Kini Rani sudah tahu bahwa Wendi dan Caca adalah sepasang mantan kekasih. Ia langsung teringat kepada sahabatnya. "Bagaimana kalau Sari tahu soal ini?" lirihnya dalam hati.
Rani sudah tidak sabar ingin segera bertemu dengan Sari di sekolah. Ia tidak mau memberitahukan soal ini kepada sahabatnya lewat sambungan telepon karena takutnya akan menimbulkan masalah baru.
Hari senin pagi ia berangkat ke sekolah dan berharap akan segera bertemu dengan Sari, namun yang diharapkan tak jua menampakkan batang hidungnya. Rupanya hari ini Sari nggak masuk sekolah karena masih dalam tahap pemulihan.
Sepanjang hari terasa sangat membosankan bagi Rani di sekolah tanpa kehadiran Sari, sahabatnya. Akhirnya ia pun menghubungi dan menanyakan keadaannya.
Terdengar suara Sari yang masih lemah dan ia juga berharap bahwa besok sudah bisa masuk sekolah lagi seperti biasa.
Pulang dari sekolah, Rani ke rumah Caca untuk membeli sayur masak karena ia tidak sempat lagi memasak sementara perutnya sudah minta untuk segera diisi.
Ia heran karena pintu rumah Caca tertutup rapat. Tidak biasanya seperti ini karena pada jam-jam begini karena kadang ada saja orang yang datang membeli makanan di rumahnya.
Ia memperhatikan keadaan sekeliling. Motor milik Caca ada terparkir di garasi dan Rani juga masih melihat ada motor yang lain. "Atau jangan-jangan itu motor milik Wendi." Rani punya praduga.

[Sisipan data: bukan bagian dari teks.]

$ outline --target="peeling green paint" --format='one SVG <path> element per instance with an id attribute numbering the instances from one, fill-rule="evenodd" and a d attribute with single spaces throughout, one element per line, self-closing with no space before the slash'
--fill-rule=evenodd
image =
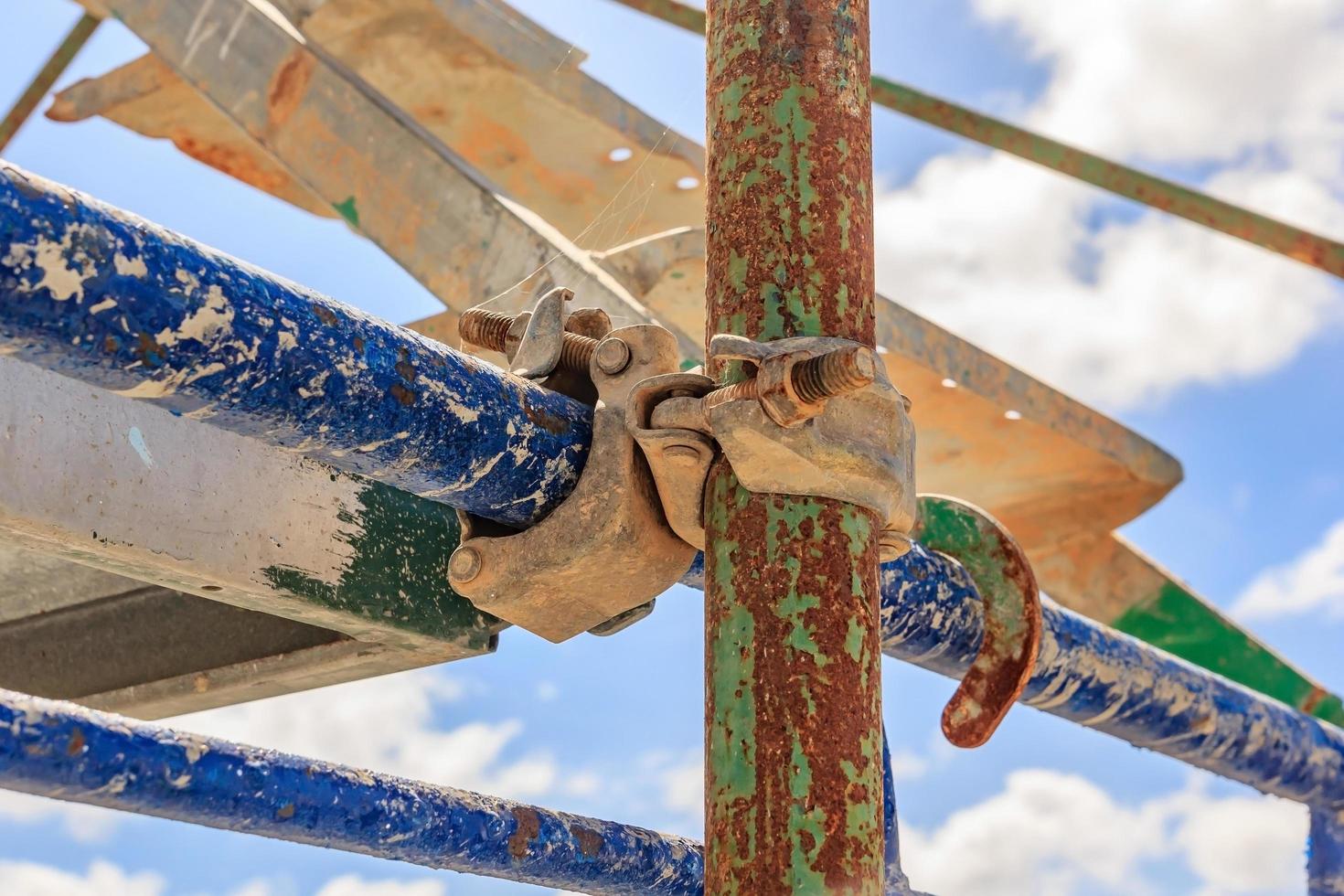
<path id="1" fill-rule="evenodd" d="M 265 579 L 362 622 L 488 647 L 501 623 L 448 584 L 448 557 L 461 537 L 453 508 L 380 482 L 358 481 L 363 485 L 359 506 L 337 513 L 348 527 L 340 537 L 351 556 L 336 582 L 286 566 L 266 567 Z"/>
<path id="2" fill-rule="evenodd" d="M 1114 629 L 1306 713 L 1344 725 L 1344 704 L 1175 582 L 1111 622 Z"/>
<path id="3" fill-rule="evenodd" d="M 344 201 L 332 203 L 332 208 L 336 210 L 336 214 L 349 222 L 351 227 L 359 227 L 359 208 L 355 207 L 353 196 L 347 196 Z"/>

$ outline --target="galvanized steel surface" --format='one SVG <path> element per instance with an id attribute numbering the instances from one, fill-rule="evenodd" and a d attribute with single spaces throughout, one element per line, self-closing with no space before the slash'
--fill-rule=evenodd
<path id="1" fill-rule="evenodd" d="M 51 86 L 56 83 L 56 78 L 65 73 L 66 67 L 75 58 L 93 32 L 98 28 L 98 17 L 90 13 L 83 13 L 79 20 L 70 28 L 69 34 L 60 40 L 60 44 L 52 51 L 47 62 L 43 63 L 42 69 L 34 75 L 32 82 L 24 87 L 23 93 L 15 101 L 9 111 L 5 113 L 4 120 L 0 120 L 0 152 L 4 150 L 13 136 L 19 133 L 23 124 L 28 121 L 32 110 L 38 107 L 42 98 L 47 95 Z"/>
<path id="2" fill-rule="evenodd" d="M 0 351 L 501 523 L 591 441 L 578 402 L 9 165 Z"/>
<path id="3" fill-rule="evenodd" d="M 679 0 L 614 0 L 668 24 L 704 34 L 704 13 Z M 1198 189 L 1068 146 L 966 106 L 874 75 L 872 102 L 934 128 L 1001 149 L 1117 196 L 1184 218 L 1293 261 L 1344 277 L 1344 243 L 1274 220 Z"/>

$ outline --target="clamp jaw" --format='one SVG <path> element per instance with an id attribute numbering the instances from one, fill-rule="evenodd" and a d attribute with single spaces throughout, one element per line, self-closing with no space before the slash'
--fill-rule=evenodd
<path id="1" fill-rule="evenodd" d="M 909 548 L 914 427 L 872 349 L 716 336 L 711 359 L 754 376 L 715 388 L 677 372 L 667 329 L 612 330 L 601 312 L 566 314 L 571 297 L 551 290 L 530 314 L 473 309 L 460 324 L 464 343 L 504 352 L 515 375 L 594 403 L 587 463 L 550 516 L 509 532 L 460 514 L 449 576 L 477 607 L 556 642 L 642 618 L 704 547 L 720 450 L 747 489 L 866 506 L 883 521 L 884 557 Z"/>
<path id="2" fill-rule="evenodd" d="M 509 355 L 515 372 L 547 386 L 586 363 L 583 384 L 597 399 L 583 473 L 558 508 L 521 532 L 460 512 L 462 541 L 449 559 L 458 594 L 554 642 L 590 630 L 612 634 L 646 615 L 653 598 L 672 587 L 695 559 L 695 548 L 667 527 L 648 467 L 625 429 L 634 386 L 676 369 L 676 337 L 652 324 L 617 330 L 606 324 L 601 339 L 562 341 L 573 333 L 555 320 L 560 301 L 554 292 L 543 297 L 539 310 L 521 324 L 523 339 L 499 348 Z M 552 320 L 534 326 L 543 314 Z M 530 341 L 536 339 L 542 343 Z"/>
<path id="3" fill-rule="evenodd" d="M 704 548 L 700 508 L 718 446 L 747 490 L 868 508 L 883 521 L 883 559 L 905 553 L 915 520 L 914 424 L 876 353 L 840 339 L 715 336 L 710 355 L 746 361 L 755 376 L 720 390 L 706 376 L 656 377 L 636 386 L 629 404 L 672 528 Z"/>

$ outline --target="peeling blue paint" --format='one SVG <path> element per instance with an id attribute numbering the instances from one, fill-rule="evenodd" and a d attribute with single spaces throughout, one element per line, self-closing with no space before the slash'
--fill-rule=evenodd
<path id="1" fill-rule="evenodd" d="M 1313 809 L 1306 848 L 1309 896 L 1344 896 L 1344 813 Z"/>
<path id="2" fill-rule="evenodd" d="M 578 402 L 7 164 L 0 351 L 516 525 L 591 441 Z"/>
<path id="3" fill-rule="evenodd" d="M 0 690 L 0 786 L 585 893 L 700 893 L 700 846 Z"/>
<path id="4" fill-rule="evenodd" d="M 1021 703 L 1267 794 L 1344 805 L 1344 731 L 1042 604 L 1040 654 Z M 882 631 L 887 656 L 960 678 L 984 631 L 974 584 L 917 544 L 882 568 Z"/>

Artinya tuan rumah ada di dalam karena motornya juga ada di parkiran.
"Caca..., Caca...!" panggil Rani dengan suara sedang.
Hingga beberapa saat tidak ada juga jawaban membuat Rani membalikkan tubuh dan pulang ke rumahnya dengan hati terus bertanya-tanya.
Karena penasaran, Rani duduk di ruang tamu sambil terus mengawasi pintu rumah Caca lewat jendela kaca. Ia ingin melihat apakah ada orang yang barada di dalam.
Hampir satu jam Rani duduk menunggu sambil membuka-buka beberapa aplikasi pada ponselnya untuk mengusir rasa jenuh. Matanya mulai berat karena mengantuk namun baru saja ia ingin beranjak dari tempat duduknya, tiba-tiba pintu rumah Caca sudah terbuka dan tampaklah seorang laki-laki yang sama sekali Rani tidak kenal keluar dengan terburu-buru dari rumah tersebut kemudian langsung meraih motornya lalu tancap gas.
Pria itu ternyata bukanlah Wendi membuat Rani bernafas lega. Tapi buat apa sih laki-laki itu datang ke rumah Caca? Kenapa pula saat bertamu, pintunya ditutup rapat? Apa dia adalah teman dekatnya Caca? Itulah beberapa pertanyaan yang muncul di benaknya.
"Lagi ngapain sih? tanya Dimas yang tiba-tiba muncul dari ke ruang tamu membuat Rani kaget karena ia masih mengintip di jendela.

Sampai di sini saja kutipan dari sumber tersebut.